A primeira história do Teleconto foi uma adaptação de Jorge Andrade para O Velho Diplomata, de Josué Montello. A direção foi de Antonio Abujamra e o elenco teve entre seus integrantes Rodolfo Mayer, Beatriz Segall e Selma Egrei. No decorrer de 1981 foram exibidas cerca de 20 histórias. Contudo, nem todos os originais adaptados eram propriamente contos; textos para teatro e romances também originaram telecontos.

O contato com os clássicos brasileiros e a proposta da comparação com a versão televisiva

Já o Telerromance foi iniciado com O Vento do Mar Aberto, texto de Mário Prata a partir do romance de Geraldo dos Santos. Honório (Herson Capri) era um ex-presidiário, que cumpriu pena em virtude de ter assassinado a namorada Camila (Kate Hansen). O rapaz fazia parte de uma família de pescadores, os Ruano, liderados por Tonho (José Parisi) e Clara (Cleyde Yaconis). Dirigida por Edison Braga, essa foi a primeira de 17 mininovelas apresentadas no Telerromance, cujo sucesso de audiência levou a TV Cultura a apresentar duas histórias ao mesmo tempo a certa altura.
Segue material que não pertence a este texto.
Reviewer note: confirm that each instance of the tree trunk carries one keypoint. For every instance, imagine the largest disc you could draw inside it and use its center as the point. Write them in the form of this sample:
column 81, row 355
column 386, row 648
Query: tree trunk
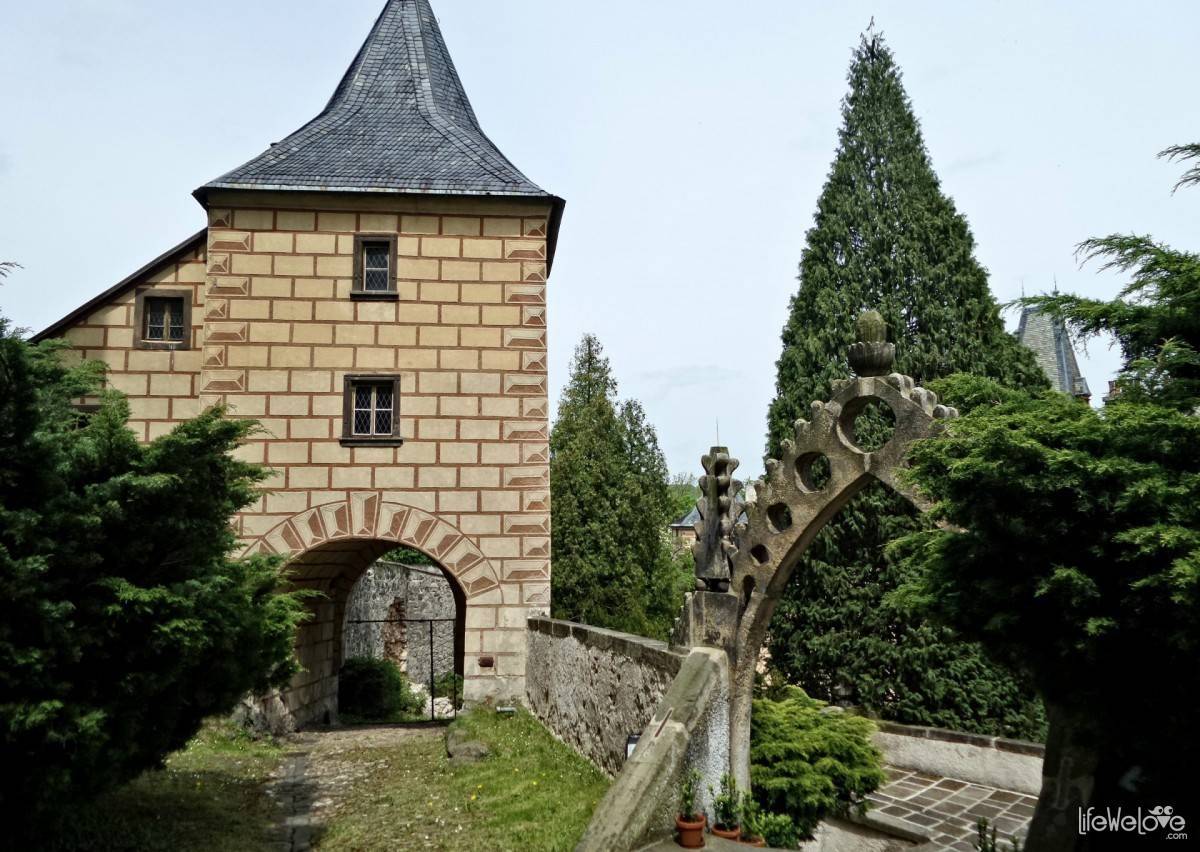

Dois dos telerromances, Iaiá Garcia e Música ao Longe, já em 1982, motivaram a promoção de concursos com a participação de estudantes, que eram estimulados a comparar o original literário e a versão escrita para a televisão. Outros romances adaptados na ocasião foram Partidas Dobradas, O Coronel e o Lobisomem, Floradas na Serra e Casa de Pensão. Além disso, Pensão Riso da Noite, de José Condé, que em 1984 deu origem à minissérie Rabo-de-saia na Rede Globo, anteriormente foi transposta pela TV Cultura com o título Seu Quequé. A fórmula de adaptações literárias para novela, sucesso comprovado, ganhou aqui cores de programa “instrutivo”. Sem com isso comprometer seu potencial enquanto narrativa seriada, a saber.

Senta que Lá Vem Comédia e Direções: projetos com o olhar dos novos tempos

Na década de 2000, duas iniciativas da dramaturgia da TV Cultura apresentaram bons trabalhos e representaram uma janela para o gênero na grade da emissora. Senta que Lá Vem Comédia consistiu em adaptações de textos teatrais clássicos e modernos nos quais o humor fosse a principal característica. Os espetáculos eram gravados em teatros, com plateia. Alguns dos programas foram Os Ossos do Barão, de Jorge Andrade, e Toda Donzela Tem Um Pai que É Uma Fera, de Gláucio Gil.

Direções apresentou pequenas minisséries, em geral com quatro episódios cada uma, inicialmente nas noites de domingo. Os profissionais responsáveis por elas nem sempre tinham muita experiência em televisão, no entanto, eram figuras de destaque no cinema e no teatro. Entre eles, Ivam Cabral, Rodolfo García Vázquez e Tata Amaral. Trago Comigo, Além do Horizonte, O Louco dos Viadutos e Unidos do Livramento foram alguns dos projetos. Sem o engessamento das produções comerciais, foi possível apostar em fórmulas de dramaturgia menos “digestíveis”, mais provocativas.